Open-source artificial intelligence has been probably the most surprising tech stories of the past yr. While firms like OpenAI and Google have poured billions of dollars into constructing ever more powerful AI, “open” models which might be freely available for developers to make use of and adapt have closed the performance gap.
There is simply one drawback: most of those open source systems aren’t very open. Critics accuse their supporters of “open washing” – they struggle to benefit from the halo effect of open source, which frees them from the restrictions of normal industrial software products without living as much as their name.
Efforts to create a very open source version of AI are finally gaining momentum. But there is no such thing as a guarantee that it should find a way to maintain up with the event of open source software, which has played a vital role within the technology world over the past 20 years. With traditional open source software, akin to the Linux operating system, the code is freely available for developers to view, use and adapt. So-called open source AI is a really different story, not least because most recent AI systems learn from data reasonably than having their logic programmed into code.
Take Meta's Llama, for instance. Only the “weights” that determine how the model responds to queries are exposed. Users can take it and customize it, but they will't see the underlying data it was trained on and don't have enough information to breed the model from scratch.
For many developers, nevertheless, this has some clear benefits: They can adapt and train quasi-open models using their very own information without having to pass on sensitive internal data to a different company.
But the dearth of openness comes at a price. According to Ayah Bdeir, a senior advisor on the Mozilla Foundation, only truly open source technology would give people a comprehensive understanding of the systems which might be progressively affecting every facet of our lives, while ensuring that innovation and competition can’t be stifled by a handful of dominant AI firms.
One answer got here from the Open Source Initiative, which defined open source software over 20 years ago. This week it published an almost final definition which could influence the event of the realm.
This would require not only the weights for a model to be released, but in addition enough information concerning the data it was trained on in order that another person could reproduce it, in addition to all of the code behind the system. Other groups akin to Mozilla and the Linux Foundation are pushing similar initiatives.
Such moves are already resulting in greater segmentation of the AI ​​world. Many firms are being more cautious with their terminology – perhaps because they’re aware that OSI owns the trademark on the term “open source” and will sue to forestall the term from getting used for AI models that don’t meet their very own definition. Mistral, for instance, calls its Nemo an “open weights” model.
In addition to partially open systems, fully open source models are increasingly appearing, akin to the Olmo Large Language model developed by the Allen Institute for AI. However, it is much from clear that this version can have as much of an impact within the AI ​​world because it has in traditional software. This would require two things.
First, the technology must meet a big enough have to attract a critical mass of users and developers.

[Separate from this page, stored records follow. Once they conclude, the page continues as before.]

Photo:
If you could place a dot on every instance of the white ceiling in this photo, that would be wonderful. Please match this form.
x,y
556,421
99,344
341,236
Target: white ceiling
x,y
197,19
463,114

In traditional software, the Linux server operating system was a transparent alternative to Microsoft Windows, giving it a big user base and powerful support from Microsoft's competitors, including IBM and Oracle. In the AI ​​world, Linux has no equivalent. The market is already more fragmented, and lots of users will find quasi-open LLMs like Llama sufficient.
Supporters of open-source AI also need to raised justify its security. The prospect of such a robust, universally applicable technology being released to anyone justifiably raises widespread concerns.
Oren Etzioni, former director of the Allen Institute, says many fears are overblown. When it involves researching learn how to construct a bomb or a bioweapon online, he says, “You can't really get more out of those (AI models) than you’ll be able to get out of Google. There's loads of them on the market – it's just packaged in a different way.” He acknowledges there are some areas where making AI more freely available could cause harm, akin to automating the creation of more online disinformation.
“Closed” AI also carries risks. But until the extra risk of open source technology and the potential advantages are more thoroughly examined, the fears will remain.